[<prev] [next>] [<thread-prev] [thread-next>] [day] [month] [year] [list]
Message-ID: <87346o582b.fsf@oracle.com>
Date: Sun, 09 Nov 2025 23:20:15 -0800
From: Ankur Arora <ankur.a.arora@...cle.com>
To: "David Hildenbrand (Red Hat)" <david@...nel.org>
Cc: Ankur Arora <ankur.a.arora@...cle.com>, linux-kernel@...r.kernel.org,
linux-mm@...ck.org, x86@...nel.org, akpm@...ux-foundation.org,
bp@...en8.de, dave.hansen@...ux.intel.com, hpa@...or.com,
mingo@...hat.com, mjguzik@...il.com, luto@...nel.org,
peterz@...radead.org, acme@...nel.org, namhyung@...nel.org,
tglx@...utronix.de, willy@...radead.org, raghavendra.kt@....com,
boris.ostrovsky@...cle.com, konrad.wilk@...cle.com
Subject: Re: [PATCH v8 6/7] mm, folio_zero_user: support clearing page ranges
David Hildenbrand (Red Hat) <david@...nel.org> writes:
> On 27.10.25 21:21, Ankur Arora wrote:
>> Clear contiguous page ranges in folio_zero_user() instead of clearing
>> a page-at-a-time.
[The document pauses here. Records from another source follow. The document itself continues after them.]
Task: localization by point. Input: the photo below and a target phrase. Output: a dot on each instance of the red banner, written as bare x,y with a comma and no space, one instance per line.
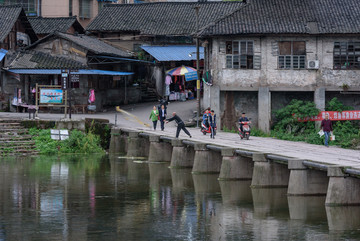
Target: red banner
334,116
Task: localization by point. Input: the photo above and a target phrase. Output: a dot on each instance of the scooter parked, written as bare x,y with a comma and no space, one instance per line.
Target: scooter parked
246,130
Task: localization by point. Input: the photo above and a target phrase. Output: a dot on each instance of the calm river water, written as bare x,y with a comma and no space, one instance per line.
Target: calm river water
113,198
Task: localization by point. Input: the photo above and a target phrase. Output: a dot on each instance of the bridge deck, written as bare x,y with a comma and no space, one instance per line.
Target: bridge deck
301,150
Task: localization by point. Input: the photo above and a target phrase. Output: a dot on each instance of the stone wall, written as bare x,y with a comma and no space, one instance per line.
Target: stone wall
320,48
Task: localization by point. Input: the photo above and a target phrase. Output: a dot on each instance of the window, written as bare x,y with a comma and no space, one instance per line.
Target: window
239,54
70,8
347,55
292,55
85,8
137,47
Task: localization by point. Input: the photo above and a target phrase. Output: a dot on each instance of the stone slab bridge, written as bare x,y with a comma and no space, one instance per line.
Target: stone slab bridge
303,168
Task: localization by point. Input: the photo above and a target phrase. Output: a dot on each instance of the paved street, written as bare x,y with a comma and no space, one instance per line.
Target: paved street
331,155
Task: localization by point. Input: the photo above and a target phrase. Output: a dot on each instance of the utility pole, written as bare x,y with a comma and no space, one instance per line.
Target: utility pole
197,66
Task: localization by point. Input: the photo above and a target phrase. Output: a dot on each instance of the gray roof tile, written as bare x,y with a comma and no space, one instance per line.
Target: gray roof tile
290,17
48,25
91,44
38,60
160,18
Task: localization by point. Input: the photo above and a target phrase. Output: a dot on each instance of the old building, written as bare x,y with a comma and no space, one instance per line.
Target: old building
84,10
15,29
45,26
269,52
162,25
42,62
15,32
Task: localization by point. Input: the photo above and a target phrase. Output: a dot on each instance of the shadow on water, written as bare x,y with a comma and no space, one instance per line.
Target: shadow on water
82,197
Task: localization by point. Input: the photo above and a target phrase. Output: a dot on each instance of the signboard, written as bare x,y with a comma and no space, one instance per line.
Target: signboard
74,77
59,134
51,96
334,116
191,76
64,79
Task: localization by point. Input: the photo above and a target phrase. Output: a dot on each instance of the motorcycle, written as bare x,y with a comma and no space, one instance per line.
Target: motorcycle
246,130
205,129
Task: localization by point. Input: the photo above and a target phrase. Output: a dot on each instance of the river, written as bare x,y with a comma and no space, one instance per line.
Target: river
113,198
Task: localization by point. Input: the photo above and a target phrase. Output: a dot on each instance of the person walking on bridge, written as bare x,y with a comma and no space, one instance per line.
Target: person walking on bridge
180,123
326,126
154,116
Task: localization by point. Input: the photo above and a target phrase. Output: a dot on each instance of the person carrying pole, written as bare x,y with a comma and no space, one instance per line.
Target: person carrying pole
180,123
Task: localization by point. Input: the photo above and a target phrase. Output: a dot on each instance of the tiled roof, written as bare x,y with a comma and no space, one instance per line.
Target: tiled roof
48,25
160,18
290,17
8,17
39,60
91,44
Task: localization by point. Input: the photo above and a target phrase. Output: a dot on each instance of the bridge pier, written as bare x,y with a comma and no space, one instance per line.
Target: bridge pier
182,155
268,174
205,160
343,190
159,150
305,181
234,167
137,146
118,142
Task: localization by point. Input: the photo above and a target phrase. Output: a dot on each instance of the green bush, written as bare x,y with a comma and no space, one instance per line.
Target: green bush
287,127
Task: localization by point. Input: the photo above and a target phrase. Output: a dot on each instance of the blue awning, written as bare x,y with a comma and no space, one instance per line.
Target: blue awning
174,52
2,54
58,71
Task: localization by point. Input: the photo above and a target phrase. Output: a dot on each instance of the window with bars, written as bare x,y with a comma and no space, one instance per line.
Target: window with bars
292,55
347,55
85,8
239,54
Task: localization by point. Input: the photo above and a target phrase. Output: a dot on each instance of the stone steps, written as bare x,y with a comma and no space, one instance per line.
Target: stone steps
15,139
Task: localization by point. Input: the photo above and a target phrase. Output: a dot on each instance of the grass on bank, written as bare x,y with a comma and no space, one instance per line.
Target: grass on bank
78,142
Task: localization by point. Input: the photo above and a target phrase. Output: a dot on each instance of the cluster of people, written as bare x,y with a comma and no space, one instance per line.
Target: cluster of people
209,121
160,114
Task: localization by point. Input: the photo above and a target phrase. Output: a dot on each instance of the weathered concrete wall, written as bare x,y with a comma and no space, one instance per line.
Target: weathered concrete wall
233,103
320,48
280,99
305,84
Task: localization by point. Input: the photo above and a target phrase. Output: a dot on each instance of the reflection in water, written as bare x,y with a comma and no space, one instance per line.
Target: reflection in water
343,218
307,208
236,192
111,198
This enables CPU specific optimizations based on
>> the length of the region.
>> Operating on arbitrarily large regions can lead to high preemption
>> latency under cooperative preemption models. So, limit the worst
>> case preemption latency via architecture specified PAGE_CONTIG_NR
>> units.
>> The resultant performance depends on the kinds of optimizations
>> available to the CPU for the region being cleared. Two classes of
>> of optimizations:
>> - clearing iteration costs can be amortized over a range larger
>> than a single page.
>> - cacheline allocation elision (seen on AMD Zen models).
>> Testing a demand fault workload shows an improved baseline from the
>> first optimization and a larger improvement when the region being
>> cleared is large enough for the second optimization.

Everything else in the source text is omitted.